Fakih Sinambela menolak tawaran pamannya menjadi
Sultan di Tanah Batak. Mereka mundur ke Selatan. Yang Mulia
Sisingamangaraja XI naik tahta.
1820 M
Pembantu Fakih
Sinambela, Tuanku Mansur Marpaung mendirikan Kesultanan Asahan di
pantai Timur Sumatera. Kesultanan ini masih berdiri hingga tahun 1947.
Anak-anak mereka yang dikenal adalah Tuanku Sri Sultan Saibun Marpaung
dan juga Dr. Mansur Marpaung, wali negara NST. Salah satu bawahan
Mansur Marpaung adalah Zulkarnain Aritonang, pahlawan dalam perang
Tanggabatu pada tahun 1818 mendirikan Kerajaan Merbau. Keturunannya
menjadi Raja-raja Merbau, Sumatera Timur hingga tahun 1947.
1821 M
Belanda
yang tahu bahwa daerah pesisir Sumatera Barat seperti Pariaman, Tiku,
Air Bangis adalah daerah strategis yang telah dikuasai kaum Padri, maka
Belanda telah membagi pasukan untuk merebut daerah-daerah tersebut.

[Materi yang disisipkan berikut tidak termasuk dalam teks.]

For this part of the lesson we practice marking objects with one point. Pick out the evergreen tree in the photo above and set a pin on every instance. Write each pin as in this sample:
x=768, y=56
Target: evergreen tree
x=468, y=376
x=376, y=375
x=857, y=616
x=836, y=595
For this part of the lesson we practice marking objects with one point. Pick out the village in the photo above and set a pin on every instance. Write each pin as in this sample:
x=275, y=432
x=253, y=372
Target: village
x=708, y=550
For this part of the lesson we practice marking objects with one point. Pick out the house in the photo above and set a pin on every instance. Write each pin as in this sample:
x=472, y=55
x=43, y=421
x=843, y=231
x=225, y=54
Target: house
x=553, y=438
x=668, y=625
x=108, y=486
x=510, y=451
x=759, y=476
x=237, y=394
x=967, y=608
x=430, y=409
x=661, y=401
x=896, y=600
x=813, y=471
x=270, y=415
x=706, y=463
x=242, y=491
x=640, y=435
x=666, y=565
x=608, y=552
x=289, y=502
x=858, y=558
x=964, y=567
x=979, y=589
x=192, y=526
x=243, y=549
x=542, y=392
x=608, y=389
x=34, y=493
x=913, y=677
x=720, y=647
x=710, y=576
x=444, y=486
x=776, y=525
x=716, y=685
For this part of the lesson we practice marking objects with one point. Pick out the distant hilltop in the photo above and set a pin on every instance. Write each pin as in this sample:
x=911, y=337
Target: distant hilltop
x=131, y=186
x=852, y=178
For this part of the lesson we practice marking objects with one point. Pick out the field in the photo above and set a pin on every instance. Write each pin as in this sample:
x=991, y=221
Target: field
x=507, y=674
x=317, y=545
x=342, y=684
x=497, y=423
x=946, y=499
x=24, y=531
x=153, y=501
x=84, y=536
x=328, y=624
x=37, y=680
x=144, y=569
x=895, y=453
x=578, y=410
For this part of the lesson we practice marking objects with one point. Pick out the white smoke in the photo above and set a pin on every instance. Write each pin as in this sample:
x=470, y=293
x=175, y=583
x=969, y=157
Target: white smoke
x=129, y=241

Dalam menghadapi serangan Belanda ini, maka terpaksa kaum Padri yang
berada di Tapanuli Selatan di bawah pimpinan Fakih Sinambela(Tuanku
Rao) dan Tuanku Tambusi dikirim untuk menghadapinya. Pertempuran sengit
terjadi dan pada tahun 1821 Fakih Sinambela gugur sebagai syuhada di
Air Bangis. Perlawanan pasukan Padri melawan pasu kan Belanda
diteruskan dengan pimpinan Tuanku Tambusi.
1823 M
Thomas
Stamford Raffles, Jenderal Inggris, tertarik untuk mengadu domba
kerajaan-kerajaan di Sumatera. Idenya; Aceh yang Islam dan Minagkabau
dipisah dengan Komunitas Batak Kristen. Tanah Batak harus, menurut
istilah Ompu Parlindungan, “dikristenkan”; diterima atau tidak.
Kebijakan
ini ditiru oleh Raffles dari Lord Moira, Gubernur Jenderal Inggris di
Kalkutta yang berhasil melemahkan Kerajaan “Dehli” Islam di India;
Burma yang Budha serta Thailand yang Budha harus dipisah dengan bangsa
Karen yang Kristen. (Aljunied:2004)
Untuk itu, pihak Inggris
mengirimkan tim-tim pendeta kerajaan ke lokasi tersebut. Di Tapanuli
saja ada diutus beberapa orang, sbb;
1. Pendeta Burton yang bertugas menguasai bahasa Batak dan menerjemahkan Bibel ke Bahasa Batak, bertindak sebagai pemimpin misi.
2. Pendeta Ward, seorang dokter yang meneliti pengaruh penyakit menular, epidemik yang menjangkiti penduduk Batak.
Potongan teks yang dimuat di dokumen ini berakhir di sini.